By Richard Trombly
13 Feb 2023, Osaka – It happened again, for the countless time and it makes Kame-chan and me want to yowl. On a social media platform, a Japan “expert” told me that Japan is filled with (used) panty vending machines. I asked, as usual, the address of the machine they visited. Of course, what followed was admission that, no, they had not seen one in person nor even a picture of one and had not ever even been to Japan. It is true, at least one did exist in the dark side alleys of Tokyo’s Akihabara, about 10 or 15 years ago, but the laws are too strict now.
Kame-chan wanted to set the record straight the last time we went out camping with his solar-powered, bike-driven RV. On the way to camping we cruised around Osaka looking for some of the more unusual vending machines. We saw umbrella vending machines in the business center of Umeda, manga-based toys dispensed in plastic bubble capsules by gumball machine-type vending machines called Gashapon (see photo caption) along the manga shops and maid cafes in trendy Namba area and cigarette and alcohol machines in the seedy Nishinari district’s back streets. But no panties.
Watching me pedal the bike was making Kame-chan hungry so food vending machines caught his eye as we headed out of town towards his favorite campground. There are some surprising foods found in vending machines. Soda machines, featuring normal soda and ice teas as well as hot coffee and milk tea cans, are ubiquitous in Japan but there are some unusual items, too. Many of the soda machines carry hot soup cans.
Need a midnight fix of Ramen soup? There are machines for that. If it is 2 A.M and your backyard BBQ is out of steak? Sure we have that too. If it is 5 A.M. and you awake with a craving for Chinese-style rice buns filled with meat and veggies? We got you covered. Kame-chan was tempted by the steak.

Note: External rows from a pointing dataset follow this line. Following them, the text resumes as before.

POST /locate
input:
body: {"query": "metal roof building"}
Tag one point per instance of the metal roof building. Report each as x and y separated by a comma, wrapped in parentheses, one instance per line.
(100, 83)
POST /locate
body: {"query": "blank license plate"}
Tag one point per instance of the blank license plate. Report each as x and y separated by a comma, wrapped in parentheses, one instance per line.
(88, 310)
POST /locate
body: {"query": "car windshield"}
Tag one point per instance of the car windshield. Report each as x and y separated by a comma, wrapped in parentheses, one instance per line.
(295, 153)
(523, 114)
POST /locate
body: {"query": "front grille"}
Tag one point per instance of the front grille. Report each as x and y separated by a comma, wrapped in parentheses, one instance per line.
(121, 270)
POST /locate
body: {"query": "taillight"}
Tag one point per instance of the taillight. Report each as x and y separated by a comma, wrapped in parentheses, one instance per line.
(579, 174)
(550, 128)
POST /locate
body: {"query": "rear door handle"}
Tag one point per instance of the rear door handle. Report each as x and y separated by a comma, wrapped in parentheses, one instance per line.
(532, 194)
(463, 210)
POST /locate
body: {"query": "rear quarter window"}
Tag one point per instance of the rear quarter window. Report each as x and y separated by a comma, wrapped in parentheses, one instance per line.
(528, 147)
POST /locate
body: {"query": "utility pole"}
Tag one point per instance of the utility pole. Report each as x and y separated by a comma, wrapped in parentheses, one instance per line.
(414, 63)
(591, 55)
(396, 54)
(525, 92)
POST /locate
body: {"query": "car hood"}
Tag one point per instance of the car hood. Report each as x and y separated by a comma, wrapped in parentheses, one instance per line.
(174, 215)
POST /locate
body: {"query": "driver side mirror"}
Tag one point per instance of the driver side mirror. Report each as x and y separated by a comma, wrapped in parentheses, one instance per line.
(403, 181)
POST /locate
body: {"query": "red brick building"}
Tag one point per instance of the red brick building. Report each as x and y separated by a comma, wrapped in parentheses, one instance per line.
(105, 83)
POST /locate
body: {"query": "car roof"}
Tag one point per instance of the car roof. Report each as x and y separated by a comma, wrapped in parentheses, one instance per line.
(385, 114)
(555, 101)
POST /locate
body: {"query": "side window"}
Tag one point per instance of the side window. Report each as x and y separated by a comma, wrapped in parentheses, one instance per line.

Perhaps the oddest thing we discovered on our quest was a Ponzu sauce vending machine. Ponzu is a thick vinegar-based sauce with the flavor of the citrus fruit Yuzu, reminscient of a small grapefruit. Tsuruhashi ward in Osaka is famous for its Yakiniku (BBQ steak) restaurants but had long held an iconic puffer fish restaurant. The restaurant is gone but its signature sauce lives on, perhaps only in this lone vending machine.
After checking the stock, which included a spicy variety which I favored and a premium version, Kame-chan chose a bottle of the plain ponzu sauce for 750 yen ($5.70) and we were off to them camping site. I did not have puffer fish, since I do not feel confident preparing such a potentially lethal cuisine, but I did bring steak for me and salmon parts for Kame-chan. I fired up my portable grill and used the Ponzu sauce as steak marinade sauce. Kame-chan had fish and I made some with and without the sauce.
The sauce was mild with those fruity citrus tones and I can see it would go better with fish. Kame-chan was not a fan. He thought the sauce was too salty and went for the plain fish without sauce.
There is no accounting for taste in cats and there are no used panty vending machines in Japan.